Les interminables négociations pour la formation d’un gouvernement fédéral ont remis sur la table la nécessité, à terme, d’une nouvelle réforme de l’Etat pour rendre la Belgique « plus efficace ». Parmi les partis francophones, DéFI plaide de longue date pour une grande réflexion afin de mettre nos institutions à plat. Le centre d’études Jacques Georgin, think tank du parti, planche sérieusement sur la question.
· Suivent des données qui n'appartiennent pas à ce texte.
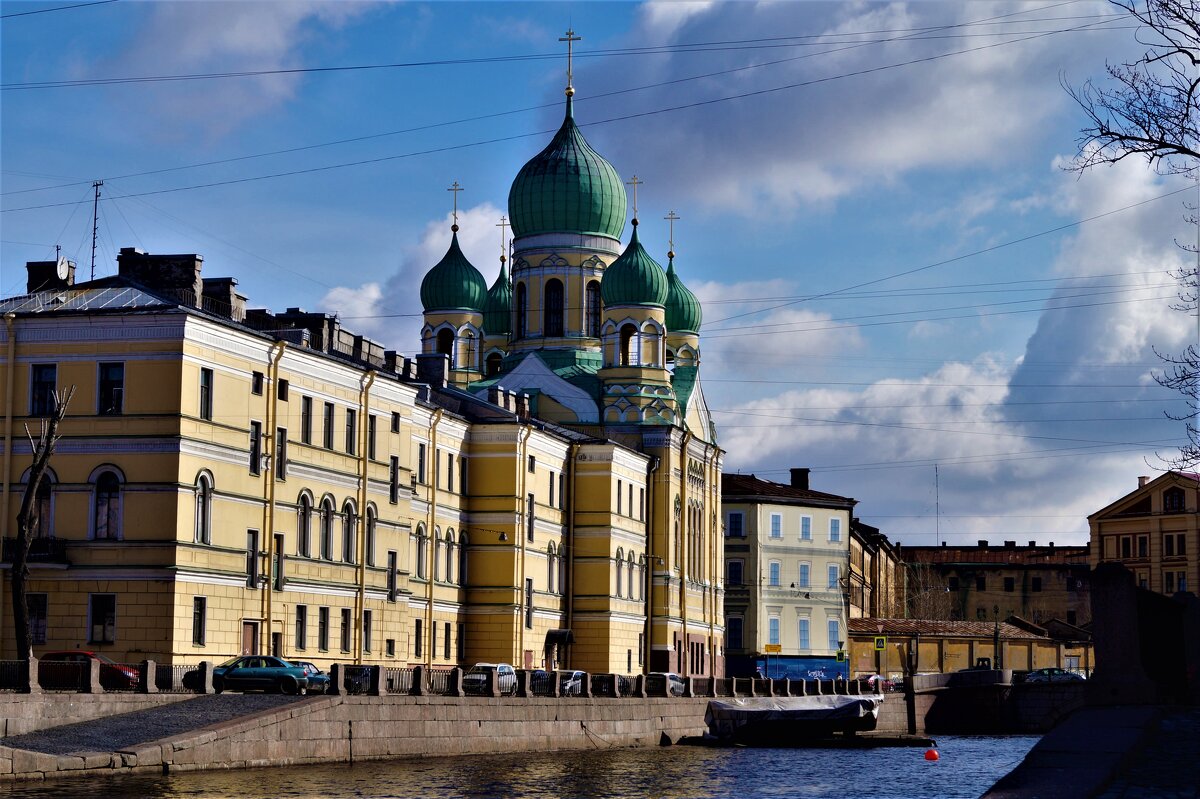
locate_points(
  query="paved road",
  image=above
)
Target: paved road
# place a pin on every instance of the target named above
(144, 726)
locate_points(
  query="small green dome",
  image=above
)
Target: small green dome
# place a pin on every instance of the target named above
(684, 313)
(634, 278)
(498, 306)
(568, 187)
(454, 284)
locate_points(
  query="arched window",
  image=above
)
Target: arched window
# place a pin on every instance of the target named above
(349, 533)
(445, 343)
(304, 526)
(327, 529)
(203, 533)
(107, 516)
(621, 566)
(592, 305)
(522, 306)
(552, 308)
(629, 346)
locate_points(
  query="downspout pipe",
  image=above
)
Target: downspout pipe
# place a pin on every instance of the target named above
(360, 598)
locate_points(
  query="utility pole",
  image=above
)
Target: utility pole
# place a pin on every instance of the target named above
(95, 222)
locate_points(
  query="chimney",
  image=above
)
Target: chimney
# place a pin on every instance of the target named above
(49, 275)
(801, 479)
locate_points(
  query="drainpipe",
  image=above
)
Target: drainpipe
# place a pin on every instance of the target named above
(276, 353)
(9, 319)
(431, 515)
(360, 598)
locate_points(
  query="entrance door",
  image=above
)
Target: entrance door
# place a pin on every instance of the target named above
(250, 637)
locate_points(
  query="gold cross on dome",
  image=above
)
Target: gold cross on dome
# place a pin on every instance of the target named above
(570, 38)
(635, 182)
(455, 187)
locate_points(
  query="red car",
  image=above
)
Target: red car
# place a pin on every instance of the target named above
(69, 668)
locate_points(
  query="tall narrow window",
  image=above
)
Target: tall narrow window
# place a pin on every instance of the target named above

C’est dans ce cadre que Hervé Devillé, analyste expert du service d’études, publie une note étudiant les transferts interrégionaux en Belgique. Les transferts Nord-Sud, c’est un peu le montre du Loch Ness de la politique belge, c’est aussi l’un des clés fondamentales des tensions communautaires. Dans le cas d’une négociation sur une évolution confédérale du pays, l’enjeu serait majeur.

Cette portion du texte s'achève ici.